The Feature has an article about a location based game called Mogi. I’m not a gamer at all, but I am into location based services. The way this game is run is just fantastic however. It encourages communication and cooperation, and emphasized collecting over combat. The game is described as a “data-layer over the city of Tokyo”, which I picture being very much like the Urban Tapestries project. It’s also setup so that it encourages users on mobile devices to work together with others back at desktop systems. The comments from the game play make it sound like the goal of fitting collaborative authoring into everyday life would be something that’s possible:

[Mogi] is a good example of a style of entertainment suited for mobile devices.

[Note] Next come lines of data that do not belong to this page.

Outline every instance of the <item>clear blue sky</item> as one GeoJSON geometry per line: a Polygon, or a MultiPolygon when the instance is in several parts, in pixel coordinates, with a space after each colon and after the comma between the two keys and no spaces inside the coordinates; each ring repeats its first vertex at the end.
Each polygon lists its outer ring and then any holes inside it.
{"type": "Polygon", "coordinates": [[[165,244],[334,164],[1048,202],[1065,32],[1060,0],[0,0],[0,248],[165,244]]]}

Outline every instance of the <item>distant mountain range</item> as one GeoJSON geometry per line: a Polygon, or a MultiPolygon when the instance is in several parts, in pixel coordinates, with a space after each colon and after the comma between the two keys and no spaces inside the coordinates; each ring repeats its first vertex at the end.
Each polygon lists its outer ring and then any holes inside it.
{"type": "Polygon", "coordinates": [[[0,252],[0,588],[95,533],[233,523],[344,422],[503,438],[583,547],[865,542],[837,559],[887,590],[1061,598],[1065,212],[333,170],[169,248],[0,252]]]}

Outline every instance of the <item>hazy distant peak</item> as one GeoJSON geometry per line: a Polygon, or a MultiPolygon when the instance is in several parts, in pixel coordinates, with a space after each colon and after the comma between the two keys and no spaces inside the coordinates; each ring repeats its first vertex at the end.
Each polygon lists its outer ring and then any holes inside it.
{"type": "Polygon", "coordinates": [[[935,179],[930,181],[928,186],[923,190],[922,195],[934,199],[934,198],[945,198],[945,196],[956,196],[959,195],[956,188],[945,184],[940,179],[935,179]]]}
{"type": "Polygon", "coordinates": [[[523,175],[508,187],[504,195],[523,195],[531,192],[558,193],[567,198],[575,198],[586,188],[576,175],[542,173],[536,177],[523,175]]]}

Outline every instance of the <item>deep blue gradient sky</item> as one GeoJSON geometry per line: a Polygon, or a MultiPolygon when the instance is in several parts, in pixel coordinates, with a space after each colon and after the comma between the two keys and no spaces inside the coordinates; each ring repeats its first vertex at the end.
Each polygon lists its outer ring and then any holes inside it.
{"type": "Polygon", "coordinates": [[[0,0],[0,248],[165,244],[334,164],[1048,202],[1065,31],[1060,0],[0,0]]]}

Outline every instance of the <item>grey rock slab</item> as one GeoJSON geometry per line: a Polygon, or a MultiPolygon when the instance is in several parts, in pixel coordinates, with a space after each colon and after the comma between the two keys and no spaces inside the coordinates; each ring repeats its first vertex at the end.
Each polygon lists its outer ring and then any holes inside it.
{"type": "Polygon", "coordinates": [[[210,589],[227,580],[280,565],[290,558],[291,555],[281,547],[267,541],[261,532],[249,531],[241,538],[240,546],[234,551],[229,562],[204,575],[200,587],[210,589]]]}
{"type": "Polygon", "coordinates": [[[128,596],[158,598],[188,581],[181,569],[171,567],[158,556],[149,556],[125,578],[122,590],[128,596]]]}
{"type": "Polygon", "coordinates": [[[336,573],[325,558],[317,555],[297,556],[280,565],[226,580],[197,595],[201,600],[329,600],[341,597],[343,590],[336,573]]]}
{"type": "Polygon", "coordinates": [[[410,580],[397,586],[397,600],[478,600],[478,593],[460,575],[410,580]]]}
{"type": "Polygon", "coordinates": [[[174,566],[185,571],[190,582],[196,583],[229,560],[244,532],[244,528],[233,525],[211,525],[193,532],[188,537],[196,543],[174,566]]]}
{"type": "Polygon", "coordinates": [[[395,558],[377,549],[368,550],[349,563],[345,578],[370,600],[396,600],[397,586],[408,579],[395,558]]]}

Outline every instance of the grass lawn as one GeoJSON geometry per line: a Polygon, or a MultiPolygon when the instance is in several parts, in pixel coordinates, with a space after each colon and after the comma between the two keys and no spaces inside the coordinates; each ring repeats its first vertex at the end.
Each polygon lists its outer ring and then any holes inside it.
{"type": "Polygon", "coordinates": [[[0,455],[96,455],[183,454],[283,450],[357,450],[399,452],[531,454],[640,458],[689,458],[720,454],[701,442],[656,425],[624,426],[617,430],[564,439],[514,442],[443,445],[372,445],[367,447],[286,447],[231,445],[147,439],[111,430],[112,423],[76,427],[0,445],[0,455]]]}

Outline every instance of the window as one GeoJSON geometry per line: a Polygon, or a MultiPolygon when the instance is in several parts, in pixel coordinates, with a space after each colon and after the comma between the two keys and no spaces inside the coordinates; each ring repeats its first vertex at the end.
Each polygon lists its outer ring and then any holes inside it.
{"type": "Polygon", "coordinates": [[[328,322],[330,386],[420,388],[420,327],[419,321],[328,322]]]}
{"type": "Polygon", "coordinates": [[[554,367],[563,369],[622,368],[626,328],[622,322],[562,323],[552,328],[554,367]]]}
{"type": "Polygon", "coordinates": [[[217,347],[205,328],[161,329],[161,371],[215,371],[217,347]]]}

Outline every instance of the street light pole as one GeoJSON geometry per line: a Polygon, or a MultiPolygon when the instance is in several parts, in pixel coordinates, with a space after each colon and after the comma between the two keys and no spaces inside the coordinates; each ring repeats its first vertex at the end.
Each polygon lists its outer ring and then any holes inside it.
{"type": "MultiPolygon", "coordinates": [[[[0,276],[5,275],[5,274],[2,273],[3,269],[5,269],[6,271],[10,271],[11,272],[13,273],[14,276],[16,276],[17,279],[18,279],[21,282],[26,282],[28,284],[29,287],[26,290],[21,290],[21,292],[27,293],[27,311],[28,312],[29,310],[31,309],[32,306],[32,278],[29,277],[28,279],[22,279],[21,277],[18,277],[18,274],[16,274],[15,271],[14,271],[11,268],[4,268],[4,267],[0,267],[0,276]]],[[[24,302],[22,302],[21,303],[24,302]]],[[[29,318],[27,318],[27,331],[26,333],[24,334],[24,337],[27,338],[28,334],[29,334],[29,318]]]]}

It’s very casual, playable on your way somewhere. It nestles in your every day life, rather than requiring you to change your behavior … It amplifies your ordinary behavior - it changes going on an errand into a piece of a game.

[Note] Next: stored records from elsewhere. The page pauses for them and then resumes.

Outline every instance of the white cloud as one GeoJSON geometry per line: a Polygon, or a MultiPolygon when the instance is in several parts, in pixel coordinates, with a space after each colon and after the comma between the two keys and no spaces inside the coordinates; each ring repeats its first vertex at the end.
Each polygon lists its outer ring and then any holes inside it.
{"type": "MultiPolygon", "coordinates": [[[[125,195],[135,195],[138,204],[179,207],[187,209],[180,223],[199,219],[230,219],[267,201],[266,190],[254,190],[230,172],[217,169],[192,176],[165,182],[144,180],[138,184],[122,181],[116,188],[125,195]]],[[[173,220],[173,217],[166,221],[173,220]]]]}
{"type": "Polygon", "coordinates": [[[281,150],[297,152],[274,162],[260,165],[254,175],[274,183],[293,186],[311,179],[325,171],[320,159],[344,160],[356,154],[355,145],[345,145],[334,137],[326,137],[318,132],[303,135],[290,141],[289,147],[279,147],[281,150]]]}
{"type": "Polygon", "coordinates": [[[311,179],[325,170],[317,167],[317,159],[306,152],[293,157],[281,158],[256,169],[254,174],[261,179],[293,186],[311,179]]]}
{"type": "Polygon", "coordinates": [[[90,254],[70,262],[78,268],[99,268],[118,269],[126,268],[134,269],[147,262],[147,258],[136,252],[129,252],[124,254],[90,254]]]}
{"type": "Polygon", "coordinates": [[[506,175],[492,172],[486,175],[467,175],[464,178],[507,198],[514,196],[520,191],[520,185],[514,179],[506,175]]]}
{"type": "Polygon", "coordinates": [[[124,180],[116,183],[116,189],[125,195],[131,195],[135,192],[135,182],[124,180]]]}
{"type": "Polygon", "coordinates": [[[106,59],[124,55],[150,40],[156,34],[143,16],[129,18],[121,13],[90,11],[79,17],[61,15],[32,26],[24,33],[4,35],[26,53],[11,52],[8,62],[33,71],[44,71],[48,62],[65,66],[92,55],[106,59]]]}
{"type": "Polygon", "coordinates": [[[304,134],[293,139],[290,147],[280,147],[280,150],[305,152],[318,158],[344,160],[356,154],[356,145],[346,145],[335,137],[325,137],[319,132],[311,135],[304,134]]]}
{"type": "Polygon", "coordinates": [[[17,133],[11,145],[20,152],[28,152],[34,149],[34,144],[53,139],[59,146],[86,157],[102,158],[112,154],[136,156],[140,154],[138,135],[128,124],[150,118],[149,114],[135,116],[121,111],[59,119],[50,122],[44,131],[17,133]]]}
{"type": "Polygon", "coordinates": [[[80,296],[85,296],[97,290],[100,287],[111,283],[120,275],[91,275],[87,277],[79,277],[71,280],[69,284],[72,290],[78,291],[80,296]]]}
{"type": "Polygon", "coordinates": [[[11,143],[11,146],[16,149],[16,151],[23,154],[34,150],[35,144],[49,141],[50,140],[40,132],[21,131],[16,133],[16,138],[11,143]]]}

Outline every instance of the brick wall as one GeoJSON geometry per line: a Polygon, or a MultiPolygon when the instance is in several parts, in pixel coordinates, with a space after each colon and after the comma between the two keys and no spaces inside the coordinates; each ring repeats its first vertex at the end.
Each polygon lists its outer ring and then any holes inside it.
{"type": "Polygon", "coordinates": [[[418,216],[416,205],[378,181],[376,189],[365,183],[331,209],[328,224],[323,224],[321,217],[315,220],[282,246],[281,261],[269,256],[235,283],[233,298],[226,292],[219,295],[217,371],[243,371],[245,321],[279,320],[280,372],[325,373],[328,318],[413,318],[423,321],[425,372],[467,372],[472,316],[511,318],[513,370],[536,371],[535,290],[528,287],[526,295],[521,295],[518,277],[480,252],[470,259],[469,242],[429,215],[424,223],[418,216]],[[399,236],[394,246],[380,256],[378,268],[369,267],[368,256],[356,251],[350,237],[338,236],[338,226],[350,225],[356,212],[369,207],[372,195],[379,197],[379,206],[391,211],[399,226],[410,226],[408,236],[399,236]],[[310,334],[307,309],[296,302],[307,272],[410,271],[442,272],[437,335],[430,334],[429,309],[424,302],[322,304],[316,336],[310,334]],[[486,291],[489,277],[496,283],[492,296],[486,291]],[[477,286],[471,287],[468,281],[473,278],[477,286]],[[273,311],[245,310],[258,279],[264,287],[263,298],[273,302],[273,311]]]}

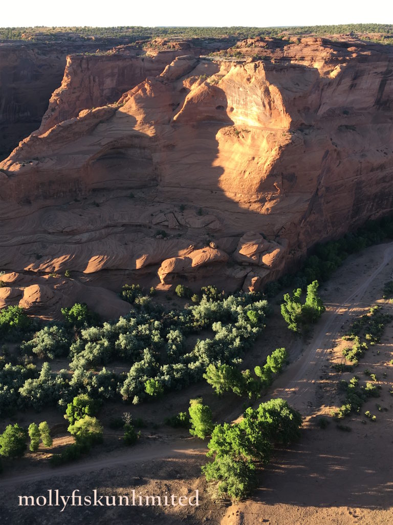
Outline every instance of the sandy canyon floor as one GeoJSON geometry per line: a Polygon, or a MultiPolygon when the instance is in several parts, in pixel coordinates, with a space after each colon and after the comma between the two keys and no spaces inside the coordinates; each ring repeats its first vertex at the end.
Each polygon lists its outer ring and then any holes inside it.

If a game can do it, a public authoring system should be able to. And check out this comment from Paul Baron (admittedly a Mogi evangelist):

All the trips I make in the city are now randomized, as I will often divert a few hundred meters to go and collect an object around me. I get a chance to discover parts of the city that I ignored, a motivation to check out that parallel street I never took.

Fantastic, I take that to be one of the main goals of public authoring. Reconnecting people in urban settings so that they get more of a shared experience. Drawing people out of their normal routines is a great way to get started. I think there are probably some fantastic lessons to be learned from this. I’m certainly going to be keeping my eye on Paul Baron’s updates.